D.C. Mayor Vincent C. Gray assured immigrant groups Monday that the District is doing all it can to make sure a program aimed at deporting violent aliens does not erode trust between residents and law enforcement after it goes into effect on Tuesday.
U.S. Immigration and Customs Enforcement has implemented the Secure Communities program in nearly all of the country’s jurisdictions since it began the effort in 2008.
Under the program, the FBI automatically shares the fingerprints and criminal data it receives from local law enforcement agencies with ICE, so immigration officials can focus their limited resources on illegal immigrants who have been charged with crimes such as murder, rape and robbery. The agency touts the program as “a simple and common-sense way” to carry out its mission.
But critics say the program has been enforced inconsistently, ensnaring low-level offenders and diminishing cooperation between immigrant populations and their local police.
“Secure Communities jeopardizes that trust, and consequently makes everyone less safe,” Mr. Gray said Monday at a news conference on the steps of the John A. Wilson Building, one day before the District is included in the program.
Despite its intentions, the program could dissuade illegal immigrants from reporting crimes to the Metropolitan Police Department or serving as witnesses out of fear of deportation, according to city leaders.
Surrounded by Hispanic advocates, Mr. Gray reiterated that the District is “not going to go about being an immigration agency for the federal government.”
D.C. Council member Phil Mendelson, at-large Democrat, said it is hard to argue with ICE’s stated goal for the program — to deport violent offenders who are in the country illegally.
“But that’s not what they’ve done,” he said. “What we’ve seen over and over again is that people who have not been convicted of a violent crime are being held — and are being held for days; no, for weeks; no, for months. They’re held on mere suspicion, a suspicion that doesn’t pan out.”

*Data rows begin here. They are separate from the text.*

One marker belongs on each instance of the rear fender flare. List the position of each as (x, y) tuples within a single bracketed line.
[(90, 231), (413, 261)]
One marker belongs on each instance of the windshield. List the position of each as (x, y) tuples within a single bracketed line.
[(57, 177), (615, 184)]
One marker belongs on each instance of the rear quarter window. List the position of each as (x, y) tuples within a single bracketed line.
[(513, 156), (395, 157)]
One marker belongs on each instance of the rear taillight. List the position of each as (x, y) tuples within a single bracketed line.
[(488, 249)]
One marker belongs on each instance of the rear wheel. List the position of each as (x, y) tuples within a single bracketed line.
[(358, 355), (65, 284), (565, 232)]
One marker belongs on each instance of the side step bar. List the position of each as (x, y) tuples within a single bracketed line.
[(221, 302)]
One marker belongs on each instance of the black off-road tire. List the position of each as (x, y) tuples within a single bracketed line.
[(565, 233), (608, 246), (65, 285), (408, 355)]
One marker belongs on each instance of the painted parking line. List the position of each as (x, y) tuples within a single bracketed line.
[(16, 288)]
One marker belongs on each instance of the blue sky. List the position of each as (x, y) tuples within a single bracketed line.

By leveraging data culled by the FBI, Secure Communities does not impose new requirements on local law enforcement, according to ICE. The FBI shares its information with immigration authorities, and the federal government — not a state or local law enforcement agency — decides whether the person is a candidate for removal from the country, the agency’s website says.
Because of this, there is little the D.C. government can do except emphasize the bright line between local and federal law enforcement and introduce measures to mitigate the program’s effects.
Mr. Gray signed an order in October that prohibits public-safety officers from asking people about their immigration status. The order also directs officers in seven D.C. agencies not to arrest people based only on their immigration status.
Domestic violence cases highlight the need to divorce local crime fighting from immigration enforcement, because spouses sometimes will threaten to call ICE when their partners try to report abuse to police, said Jaime Farrant, executive director of Ayuda, which provides legal assistance to low-income immigrants in the D.C. area.
Mr. Farrant said Mr. Gray, from the start, set the District apart from states with more aggressive stances on undocumented immigrants.
“We will not let Arizona happen in D.C.,” Mr. Gray told him, referring to Arizona’s tough law against illegal immigrants, according to Mr. Farrant.
Mr. Mendelson, chairman of the Committee on the Judiciary, will introduce emergency legislation that cuts in half the amount of time, from 48 hours to 24 hours, that ICE has to pick up an inmate from the city jail on a federal immigration detainer. It also requires the federal government to pay for the detainee’s stay.
An identical bill from Mr. Mendelson received unanimous support from his committee last month. Passage of an emergency version would allow the city to immediately implement the law.
A bolder form of protest, such as failure to provide fingerprints to the FBI, would flout long-standing requirements and thwart other investigative efforts, officials said.
“We have not considered such action,” Mr. Gray said.
The District was among jurisdictions that tried to “opt out” of Secure Communities, but the Department of Homeland Security has since made clear that participation in the program is mandatory.
An ICE-generated map of activated jurisdictions shows that nearly all of the country has been blanketed by the program as of May 30, except for parts of Illinois and Alabama.
A report by the Homeland Security Department’s Office of the Inspector General concluded ICE did not intentionally mislead the public and states. However, it “did not clearly communicate to stakeholders the intent of Secure Communities and their expected participation,” said the report, released in March in response to inquiries that Rep. Zoe Lofgren, California Democrat, made in April 2011.
“As a result,” the report said, “three years after implementation began, Secure Communities continues to face opposition, criticism and resistance in some locations.”